Mr. LeBire had told board members in October that they would reach out to those groups, as well as the community, as they continue to explore their options to reduce the projected deficit in the 2013-14 spending plan.

“We had ideas for cuts and increased revenue. They were very generic conversations tonight,” Mr. LeBire said Thursday.

He said they are currently projecting a $5.4 million shortfall in next year’s budget.

“We’re hoping to potentially cut the deficit in half,” Mr. LeBire said. “We’re gathering information from all the stakeholder groups.”

He said they had also discussed refunding on bonds, a resolution that board members approved Thursday night.

Refunding bonds are new bonds issued to redeem - or retire - previously issued bonds, on their maturity or by a call. Refunding bonds may be sold for cash or exchanged for the older bonds.

In Massena Central’s case, Business Manager Nicholas Brouillette said that, by taking that action on a 2003 bond, they could save $382,000.

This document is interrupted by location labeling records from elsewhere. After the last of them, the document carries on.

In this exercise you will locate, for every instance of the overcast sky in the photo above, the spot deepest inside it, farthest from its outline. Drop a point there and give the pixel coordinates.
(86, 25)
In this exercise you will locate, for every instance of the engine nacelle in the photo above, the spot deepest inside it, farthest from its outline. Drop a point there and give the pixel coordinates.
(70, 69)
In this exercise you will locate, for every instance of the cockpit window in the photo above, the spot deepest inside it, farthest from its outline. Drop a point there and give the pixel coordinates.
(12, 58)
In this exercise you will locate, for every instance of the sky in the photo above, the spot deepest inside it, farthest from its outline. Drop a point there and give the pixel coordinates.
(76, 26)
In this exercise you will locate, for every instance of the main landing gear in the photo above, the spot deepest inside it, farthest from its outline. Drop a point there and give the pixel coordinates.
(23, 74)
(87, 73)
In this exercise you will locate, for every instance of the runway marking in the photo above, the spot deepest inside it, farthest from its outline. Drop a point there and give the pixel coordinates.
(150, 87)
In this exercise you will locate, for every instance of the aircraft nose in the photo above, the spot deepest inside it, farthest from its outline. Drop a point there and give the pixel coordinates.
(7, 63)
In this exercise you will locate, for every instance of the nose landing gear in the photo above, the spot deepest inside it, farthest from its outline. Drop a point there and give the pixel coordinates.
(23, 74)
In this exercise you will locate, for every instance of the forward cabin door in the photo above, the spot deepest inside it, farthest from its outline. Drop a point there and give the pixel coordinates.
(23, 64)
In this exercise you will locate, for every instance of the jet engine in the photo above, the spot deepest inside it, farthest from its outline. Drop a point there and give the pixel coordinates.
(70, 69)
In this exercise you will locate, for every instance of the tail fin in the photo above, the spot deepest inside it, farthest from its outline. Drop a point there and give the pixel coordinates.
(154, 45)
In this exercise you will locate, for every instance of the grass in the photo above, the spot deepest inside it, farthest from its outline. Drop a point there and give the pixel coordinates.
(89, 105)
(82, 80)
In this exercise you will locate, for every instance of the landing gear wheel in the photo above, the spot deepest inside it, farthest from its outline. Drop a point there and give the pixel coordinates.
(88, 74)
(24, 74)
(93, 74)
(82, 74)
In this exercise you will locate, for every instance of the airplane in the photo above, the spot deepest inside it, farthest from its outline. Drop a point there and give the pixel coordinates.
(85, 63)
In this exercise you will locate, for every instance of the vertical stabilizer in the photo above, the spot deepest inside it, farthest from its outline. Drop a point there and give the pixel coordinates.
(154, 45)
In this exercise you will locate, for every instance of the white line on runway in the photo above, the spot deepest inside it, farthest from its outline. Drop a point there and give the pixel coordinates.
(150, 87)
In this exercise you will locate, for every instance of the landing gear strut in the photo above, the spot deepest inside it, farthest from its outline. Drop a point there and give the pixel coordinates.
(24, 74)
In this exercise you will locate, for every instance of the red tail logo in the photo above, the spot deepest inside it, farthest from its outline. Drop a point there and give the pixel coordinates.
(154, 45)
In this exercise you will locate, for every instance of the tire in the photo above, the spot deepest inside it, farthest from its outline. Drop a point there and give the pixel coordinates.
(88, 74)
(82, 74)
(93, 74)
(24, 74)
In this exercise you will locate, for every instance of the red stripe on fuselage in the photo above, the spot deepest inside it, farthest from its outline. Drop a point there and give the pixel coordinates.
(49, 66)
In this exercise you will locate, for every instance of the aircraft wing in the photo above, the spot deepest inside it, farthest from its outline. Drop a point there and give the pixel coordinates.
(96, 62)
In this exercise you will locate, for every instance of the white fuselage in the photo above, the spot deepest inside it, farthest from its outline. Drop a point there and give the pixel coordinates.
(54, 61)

All cost-saving measures will be examined as district officials to continue to craft their 2013-14 budget, Mr. LeBire had said in October. He had told board members that if state aid remained at a projected 2 percent annual increase and if the district maintained its current programs, local property taxes would need to increase 101 percent over the next five years to bridge the budget gaps.

The only way to get around that, he had said, was to cut academic and extracurricular programs or seek a super majority to approve a tax increase above the district’s tax levy limit - neither option being acceptable, according to the Finance Committee chairman.

Mr. LeBire said that their October projections showed, if current levels were maintained, the district’s reserve fund would run out before the 2015-16 school year and taxes could rise dramatically for district residents.

If district officials kept everything “static,” they would use $5.4 million of their reserve funds in 2013-14 with 2 percent tax increase and $5.6 million in 2014-15 with a 12 percent tax increase. That would exhaust the reserve fund, requiring a 48 percent tax increase in 2015-16.

That would be followed by 9 percent tax increases in 2016-17 and 2017-18.

Mr. LeBire had emphasized in October that their figures were just a planning document.

“No one is saying the sky is falling, but we do see tough times ahead,” he said. “This conversation tonight forces us to look into the future and start charting a course that best protects our students, our employees and our community.”